Nah "f(n) is said to be in O( g(n) )" formally speaking but practically speaking an algorithm in some production code that runs in O(n log n) vs one that runs in O(n^2) are not the same thing at all.
That would be a sign that you as a candidate are being needlessly pedantic and usually a red flag.
No I am most certainly not. Nowhere did anything I said in the comment above indicated I was referring to both a lower AND upper bound which is Big Theta.
Honestly it sounds as if you might not understand the difference between Theta and O. I understand that a function that is O(N^2) grows no faster than O(N^3) asymptotically speaking however the intention of my original comment and example is quite clear about their context.
Please stop, you are adding nothing to the discussion.
You most certainly are confusing O with Theta. O is just an asymptotic upper bound. Of course a function that’s bounded by n lg n is also bounded by n^2.

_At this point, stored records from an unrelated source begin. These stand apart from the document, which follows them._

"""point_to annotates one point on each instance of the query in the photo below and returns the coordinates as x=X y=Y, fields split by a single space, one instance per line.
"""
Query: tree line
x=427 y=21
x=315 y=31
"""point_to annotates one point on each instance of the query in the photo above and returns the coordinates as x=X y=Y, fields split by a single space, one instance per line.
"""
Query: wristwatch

No I am not. The other commenter inexplicably and needlessly decided to introduce Theta and assert that I was confused.
Maybe you might reread my original comment. This whole side discussion is of no value to my original comment which has a very clear and very narrow context.
I am not sure why the both of you want to belabor some ancillary talking point that you yourselves decided to introduce. It is of exactly no value to the context of my original comment and not in the least bit productive.
You're wrong. n lg n grows asymptotically slower than n^2, and is thus is O(n^2). n is also O(n^2), as is 1, or even sin(n). All of this follows directly from the definition [0].
Also the fact that you're plugging numbers in for n indicates to me that you don't actually understand big O notation, which is surprising since the original article is decent.